SOURCE: Swift Transportation
Swift Receives Awards for New Intermodal Business; Orders Additional Intermodal Equipment for Fleet Expansion
PHOENIX, AZ -- (MARKET WIRE) -- May 24, 2007 -- In the month of May, Swift Transportation Co., Inc. received several new awards from key customers for intermodal business that are anticipated to provide over $70 million in revenue on an annual basis. Jerry Moyes, Chairman, President, and Chief Executive Officer of Saint Corporation (name change to Swift Corporation pending), the holding company of Swift Transportation Co., Inc., stated, "We are pleased with these new awards and believe that intermodal is an exciting growth opportunity for us." Swift entered the intermodal container-on-flat-car business in 2005 and is starting to see the momentum build. Intermodal, which involves transporting freight using the combination of rail and truck, allows Swift to offer a full suite of services to its customers including traditional line-haul, dedicated, brokerage, and cross-border services into Canada and Mexico. Moyes continued, "Our customers' positive response to our comprehensive transportation portfolio is contributing to this growth."
Given these new awards, Swift has placed orders for 750 additional 53' state-of-the-art steel intermodal containers. Delivery is expected to be in time for the peak shipping season and will supplement its existing modern fleet of 5,000 containers. Swift maintains an option to purchase an additional 2,000 containers this year. Each of the containers in its fleet is being equipped with satellite tracking, a unique feature in the industry allowing for better utilization while improving security and service to its customers.
Saint Corporation is the holding company for Swift Transportation Co., Inc., a truckload carrier headquartered in Phoenix, Arizona. Swift's trucking subsidiary operates the largest fleet of truckload carrier equipment in the United States consisting of 18,000 tractors, 49,000 trailers and 5,000 intermodal containers.

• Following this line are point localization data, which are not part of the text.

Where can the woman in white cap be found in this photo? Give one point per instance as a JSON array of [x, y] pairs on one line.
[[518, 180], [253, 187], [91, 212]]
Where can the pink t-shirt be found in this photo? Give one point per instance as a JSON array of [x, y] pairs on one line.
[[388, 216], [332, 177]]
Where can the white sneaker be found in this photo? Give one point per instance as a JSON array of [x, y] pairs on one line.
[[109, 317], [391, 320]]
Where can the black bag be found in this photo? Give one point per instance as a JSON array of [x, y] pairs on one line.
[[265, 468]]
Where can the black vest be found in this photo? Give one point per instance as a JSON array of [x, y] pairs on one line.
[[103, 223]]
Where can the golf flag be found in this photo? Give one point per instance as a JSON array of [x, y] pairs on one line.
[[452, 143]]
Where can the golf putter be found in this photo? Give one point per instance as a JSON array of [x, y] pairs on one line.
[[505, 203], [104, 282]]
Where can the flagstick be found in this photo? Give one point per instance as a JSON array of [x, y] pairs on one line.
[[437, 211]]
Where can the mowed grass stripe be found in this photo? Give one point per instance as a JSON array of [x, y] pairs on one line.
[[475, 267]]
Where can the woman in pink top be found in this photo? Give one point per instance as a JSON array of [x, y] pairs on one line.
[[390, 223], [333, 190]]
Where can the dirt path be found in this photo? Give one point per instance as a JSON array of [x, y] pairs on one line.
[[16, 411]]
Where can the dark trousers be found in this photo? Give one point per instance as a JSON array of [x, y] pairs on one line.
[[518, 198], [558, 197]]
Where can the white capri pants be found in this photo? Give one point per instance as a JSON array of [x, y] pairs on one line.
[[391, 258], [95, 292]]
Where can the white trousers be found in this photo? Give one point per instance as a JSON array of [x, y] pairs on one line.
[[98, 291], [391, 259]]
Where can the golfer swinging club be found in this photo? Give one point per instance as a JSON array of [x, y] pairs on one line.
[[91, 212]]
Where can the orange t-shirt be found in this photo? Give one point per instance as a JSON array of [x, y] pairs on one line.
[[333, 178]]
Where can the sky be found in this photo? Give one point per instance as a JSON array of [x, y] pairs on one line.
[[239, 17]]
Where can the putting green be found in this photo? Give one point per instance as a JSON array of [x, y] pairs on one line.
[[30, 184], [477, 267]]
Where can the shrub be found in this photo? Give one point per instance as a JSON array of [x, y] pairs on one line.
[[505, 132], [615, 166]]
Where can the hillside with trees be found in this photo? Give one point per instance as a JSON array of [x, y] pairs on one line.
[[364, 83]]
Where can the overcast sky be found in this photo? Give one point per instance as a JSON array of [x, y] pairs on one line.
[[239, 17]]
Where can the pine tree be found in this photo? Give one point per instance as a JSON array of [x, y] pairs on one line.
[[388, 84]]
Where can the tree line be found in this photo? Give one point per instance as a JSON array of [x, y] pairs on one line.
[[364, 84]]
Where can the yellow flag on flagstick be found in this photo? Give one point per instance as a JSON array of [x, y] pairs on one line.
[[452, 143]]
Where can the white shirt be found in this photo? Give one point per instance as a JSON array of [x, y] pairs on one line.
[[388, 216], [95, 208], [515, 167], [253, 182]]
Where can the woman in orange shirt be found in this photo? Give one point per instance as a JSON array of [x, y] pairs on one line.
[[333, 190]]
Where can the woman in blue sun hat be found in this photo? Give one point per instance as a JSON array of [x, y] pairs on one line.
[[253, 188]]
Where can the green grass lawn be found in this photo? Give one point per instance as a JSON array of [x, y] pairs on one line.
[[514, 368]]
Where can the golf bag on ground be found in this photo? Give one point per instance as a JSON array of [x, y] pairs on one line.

Operating out of 31 major terminals in 26 states and Mexico, Swift provides strong regional operations, an expanding intermodal operation and various specialty and dedicated services to its customers while focusing on safety and service, through its 25,000 employees and independent contractors.
This press release contains statements that may constitute forward-looking statements, usually identified by words such as "anticipates," "believes," "estimates," "plans," "projects," "expects," "intends," or similar expressions which speak only as of the date the statement was made. Such statements are based upon the current beliefs and expectations of Swift's management and are subject to significant risks and uncertainties. Actual events may differ materially from those set forth in the forward-looking statements. Swift undertakes no obligation to update or revise any forward-looking statements, whether as a result of new information, future events, or otherwise.
As to Swift's business and financial performance, the following factors, among others, could cause actual results to differ materially from those in forward-looking statements: prevailing market conditions relating to our determination of the fair value of assets held for sale and related impairment charges; the impact of our new owner-operator fuel surcharge reimbursement program and recent changes in our driver pay structure on operating results; excess capacity in the trucking industry or changes in demand of our customers; significant increases or rapid fluctuations in fuel prices, interest rates, fuel taxes, tolls, license and registration fees, insurance premiums, and driver compensation, to the extent not offset by increases in freight rates or fuel surcharges; recessionary economic cycles and downturns in customers' business cycles, particularly in market segments and industries (such as retail and manufacturing) in which Swift has a significant concentration of customers or changes in our customers' transportation purchasing patterns; seasonal factors, such as harsh weather conditions, that increase operating costs; continuing difficulties in driver recruitment or retention issues involving Swift drivers and/or owner-operators; increases in driver compensation to the extent not offset by increases in freight rates; the inability of Swift to continue to secure acceptable financing arrangements; an adverse determination by the FMSCA with respect to Swift's safety rating and any resulting loss of customers or potential customers or a material increase in insurance costs; an unanticipated increase in the number or dollar amount of claims for which Swift is self insured; fluctuations in workers' compensation claims, which have benefited recent operating results due to improved claims management, but are not expected to continue at such levels in future periods; competition from trucking, rail, and intermodal competitors; our ability to sell assets held for sale at or above their net book value; the potential impact of current litigation, regulatory issues, or other governmental actions; and a significant reduction in or termination of Swift's trucking services by a key customer.